Bond des enquêtes de harcèlement
Il en coûte de plus en plus cher au gouvernement canadien pour régler ces dossiers au sein des ministères
OTTAWA | Le nombre d’enquêtes de harcèlement a bondi de façon importante l’an dernier au sein de l’appareil fédéral, faisant aussi grimper la facture, dans la foulée des mouvements de dénonciation des abus tels que #moiaussi.
Une compilation réalisée par Le Journal auprès d’environ la moitié de la fonction publique démontre que les frais pour ces enquêtes ont augmenté de 40 % l’an dernier, passant de 1,3 million $ à 1,8 M$. Pendant ce temps, le nombre de ces enquêtes a quant à lui grimpé de 25 %.
Comme le gouvernement canadien ne centralise pas les données sur les enquêtes de harcèlement, il est difficile d’obtenir le portrait global de la situation. Nous avons donc demandé aux plus importants ministères de nous fournir leurs chiffres.
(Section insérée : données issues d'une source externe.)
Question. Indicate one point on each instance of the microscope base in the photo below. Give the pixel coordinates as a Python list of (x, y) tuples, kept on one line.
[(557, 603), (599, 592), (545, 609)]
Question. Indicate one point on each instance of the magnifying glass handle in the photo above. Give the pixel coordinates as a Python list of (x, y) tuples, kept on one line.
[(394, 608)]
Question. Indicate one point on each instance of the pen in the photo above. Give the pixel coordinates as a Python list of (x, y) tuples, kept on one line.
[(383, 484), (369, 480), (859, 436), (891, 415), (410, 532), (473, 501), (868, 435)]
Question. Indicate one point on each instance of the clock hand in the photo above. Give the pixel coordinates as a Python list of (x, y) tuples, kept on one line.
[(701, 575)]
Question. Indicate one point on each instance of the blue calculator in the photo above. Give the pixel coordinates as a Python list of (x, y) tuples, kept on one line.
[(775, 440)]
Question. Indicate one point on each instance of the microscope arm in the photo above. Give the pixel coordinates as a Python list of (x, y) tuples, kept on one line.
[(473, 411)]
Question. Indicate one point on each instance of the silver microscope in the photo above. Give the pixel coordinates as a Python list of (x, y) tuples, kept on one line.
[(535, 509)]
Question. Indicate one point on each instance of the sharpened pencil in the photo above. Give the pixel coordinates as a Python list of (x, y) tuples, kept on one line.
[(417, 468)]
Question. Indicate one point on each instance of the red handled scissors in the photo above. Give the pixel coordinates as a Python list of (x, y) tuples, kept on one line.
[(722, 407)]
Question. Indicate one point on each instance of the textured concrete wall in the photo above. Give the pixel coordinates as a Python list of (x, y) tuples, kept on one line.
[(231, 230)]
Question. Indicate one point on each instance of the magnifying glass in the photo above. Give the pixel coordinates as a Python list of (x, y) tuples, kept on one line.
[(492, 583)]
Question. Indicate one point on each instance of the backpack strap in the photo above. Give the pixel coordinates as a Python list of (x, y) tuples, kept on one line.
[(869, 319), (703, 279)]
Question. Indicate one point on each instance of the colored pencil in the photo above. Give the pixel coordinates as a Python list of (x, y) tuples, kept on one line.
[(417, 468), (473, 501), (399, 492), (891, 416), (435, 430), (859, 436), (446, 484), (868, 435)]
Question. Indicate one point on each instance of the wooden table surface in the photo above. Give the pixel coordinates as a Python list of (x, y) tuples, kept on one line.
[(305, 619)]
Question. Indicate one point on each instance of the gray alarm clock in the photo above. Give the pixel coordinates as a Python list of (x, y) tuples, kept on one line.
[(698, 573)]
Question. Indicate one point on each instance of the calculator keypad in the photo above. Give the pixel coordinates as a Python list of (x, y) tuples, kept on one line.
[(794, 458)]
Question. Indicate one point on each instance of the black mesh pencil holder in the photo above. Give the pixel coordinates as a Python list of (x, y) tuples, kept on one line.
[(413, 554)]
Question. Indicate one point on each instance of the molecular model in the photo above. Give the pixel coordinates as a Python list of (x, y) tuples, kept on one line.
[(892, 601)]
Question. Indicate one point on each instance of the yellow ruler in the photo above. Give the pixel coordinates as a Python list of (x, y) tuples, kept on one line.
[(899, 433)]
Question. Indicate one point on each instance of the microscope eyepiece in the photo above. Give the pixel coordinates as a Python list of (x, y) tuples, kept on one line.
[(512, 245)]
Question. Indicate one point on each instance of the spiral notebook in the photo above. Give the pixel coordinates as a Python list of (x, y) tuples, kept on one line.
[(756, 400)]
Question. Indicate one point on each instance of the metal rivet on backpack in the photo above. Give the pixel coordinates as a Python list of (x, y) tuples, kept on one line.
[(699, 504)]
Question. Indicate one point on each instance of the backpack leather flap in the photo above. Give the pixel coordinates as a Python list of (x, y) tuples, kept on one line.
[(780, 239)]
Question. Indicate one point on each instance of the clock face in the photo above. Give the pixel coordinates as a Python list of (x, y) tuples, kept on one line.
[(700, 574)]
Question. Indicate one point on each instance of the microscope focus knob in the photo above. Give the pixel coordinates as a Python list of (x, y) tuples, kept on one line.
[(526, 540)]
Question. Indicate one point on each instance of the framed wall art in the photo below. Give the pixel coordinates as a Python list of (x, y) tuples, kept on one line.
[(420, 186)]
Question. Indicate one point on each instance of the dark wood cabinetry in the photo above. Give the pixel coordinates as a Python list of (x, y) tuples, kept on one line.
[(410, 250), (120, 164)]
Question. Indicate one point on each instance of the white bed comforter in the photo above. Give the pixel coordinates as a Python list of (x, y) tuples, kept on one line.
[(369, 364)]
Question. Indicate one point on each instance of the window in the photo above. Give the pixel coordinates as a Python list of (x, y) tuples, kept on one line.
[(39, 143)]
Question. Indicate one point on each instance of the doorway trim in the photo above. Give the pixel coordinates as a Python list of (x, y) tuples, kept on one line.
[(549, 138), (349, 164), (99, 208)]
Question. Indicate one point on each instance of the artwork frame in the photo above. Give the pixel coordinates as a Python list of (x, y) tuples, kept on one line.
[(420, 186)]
La compilation représente ainsi la moitié des 260 000 fonctionnaires, soit 130 000 employés, répartis dans huit ministères.
BRISER LE SILENCE
Les victimes de harcèlement sont plus enclines que jamais à briser le silence, grâce notamment aux mouvements mondiaux tels que #moiaussi, qui ont entraîné une déferlante de dénonciations. Le secteur public n’échappe pas à la tendance, constatent de nombreux experts. Résultat : les enquêteurs externes embauchés par Ottawa pour faire la lumière sur les plaintes de harcèlement peinent à fournir à la demande (voir autre texte).
Le fédéral a en effet généralement recours à de coûteux services externes pour gérer ses dossiers complexes de harcèlement. Chaque enquête coûte en moyenne 25 000 $.
« Au cours des trois dernières années, nous avons vu une tendance à la hausse concernant le besoin de faire ce type d’enquête [...] afin que des comportements répréhensibles soient dénoncés et abordés », admet un porte-parole d’Emploi et Développement social Canada, Christopher Simard.
Beaucoup moins chères, les enquêtes internes sont déclenchées la plupart du temps pour régler les cas moins lourds, et coûtent quelques milliers de dollars, puisqu’elles sont menées par des fonctionnaires.
Certains ministères font d’ailleurs exclusivement affaire avec des firmes indépendantes pour gérer ces dossiers. D’autres alternent entre les deux méthodes.
HARCÈLEMENT SEXUEL
Mais les entreprises spécialisées en ressources humaines ont clairement la cote, selon huit spécialistes qui ont comme client le gouvernement fédéral et interrogés par Le Journal. La hausse des enquêtes externes a d’ailleurs bondi de 33 % dans la dernière année, par rapport à 15 % pour les examens internes.
Les enquêtes pour harcèlement sont plus nombreuses, mais leur nature a aussi changé dans les derniers mois, note une spécialiste dont le fédéral est le plus gros client depuis près de 20 ans.
« Dernièrement, il y a plus de plaintes pour harcèlement sexuel. Avant, j’avais rarement ce genre de plainte », constate Carol Paschal.
Les données compilées par Le Journal semblent indiquer que seulement une fraction des cas de harcèlement mènent à une enquête en bonne et due forme. En effet, un sondage publié au printemps indiquait que près d’un fonctionnaire sur cinq dit avoir vécu une forme de harcèlement au cours des deux dernières années.